# I tried meateater's steak rollers



## stjoeguy1122 (Mar 24, 2012)

While browsing over all the posting I came across MeatEater’s steak rollers. I had a couple of beef round steaks in the freezer so I thought what the heck. The treat is while I was digging my light bulb went on and I pulled some Venison round steaks also. I used some Yoshida and added some Pepper Jack and Provolone with the Swiss cheese, and some green onions and mushrooms. I sprinkled some Monterey Steak seasoning on them before I pounded them flat.  Rubbed the outside with some more Yoshida and lightly applied some Monterey Steak seasonings

I have read many posting about how to prep Venison, I didn’t soak mine in anything, because in this case the meat was a rifle kill and she didn’t even twitch when she hit the ground and I do all my own processing so I know that the adrenaline wouldn’t be a problem for this batch of meat. But if I was going to use bow kill meat I would have soaked the meat in a mild brine solution for about an hour or so.
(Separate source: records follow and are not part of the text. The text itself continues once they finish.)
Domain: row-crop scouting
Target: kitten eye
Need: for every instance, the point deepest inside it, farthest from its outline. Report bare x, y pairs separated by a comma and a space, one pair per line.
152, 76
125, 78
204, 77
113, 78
Smoked in my MES 30, temp set at 225 and used Mesquite chips, cooked the beef to IT of 160, Venison to IT of 170. I lightly sprayed with a Yoshida once during the cook.

I will post in the beef forum also, hope I don’t get yelled at for double posting . .


























yes they are as good as they look! thaks Meateater for sharing


----------



## slownlow (Mar 30, 2012)

Wow nice Job!!  They look great.


----------



## smokinhusker (Mar 30, 2012)

Very nice! Looks delicious and added to the to do list!


----------